The value pick of the GPT-5.6 family — performance competitive with GPT-5.5 at roughly half the price. Built for the majority of everyday production work.
Terra lands at $2.50 / 1M input and $15 / 1M output — the same rate as the GPT-5.4 it replaces, and roughly 2× cheaper than Sol for competitive everyday quality.

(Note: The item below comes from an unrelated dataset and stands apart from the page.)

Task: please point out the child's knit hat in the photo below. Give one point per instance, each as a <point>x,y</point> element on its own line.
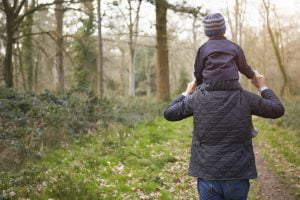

Terra is the middle child of the GPT-5.6 family — the model OpenAI expects most developers to reach for day to day. Released publicly on July 9, 2026 alongside Sol and Luna, it holds the $2.50 / $15 per-1M rate of the GPT-5.4 model it replaces while matching much of GPT-5.5's quality at roughly half the cost.
Terra doesn't ship the max/ultra reasoning modes that make Sol distinctive; instead it targets the sweet spot of price and capability for high-volume production work. For teams migrating off GPT-5.5, it's the natural default — similar output quality, meaningfully lower spend.
Terra is a strong generalist: writing, code, vision, structured extraction, and reliable tool use across multi-turn loops. It gives up the deepest reasoning on the hardest problems (where Sol's Ultra mode earns its cost) but handles the vast majority of everyday tasks without the flagship price tag. The large context window keeps it viable for document Q&A and repo-scale coding.
| Model | Input / 1M | Output / 1M | Context |
|---|---|---|---|
| GPT-5.6 Terra | $2.50 | $15 | 1M |
| GPT-5.6 Sol | $5 | $30 | 1M |
| GPT-5.6 Luna | $1 | $6 | 1M |
| Claude Sonnet 5 | $3 | $15 | 1M |
| Gemini 3.1 Pro | $2 | $12 | 1M |
Terra's closest rivals are Claude Sonnet 5 (equal on output, slightly higher on input) and Gemini 3.1 Pro (cheaper, with a per-request tier surcharge above 200K tokens). Against its own family, it's the value option below Sol and above Luna.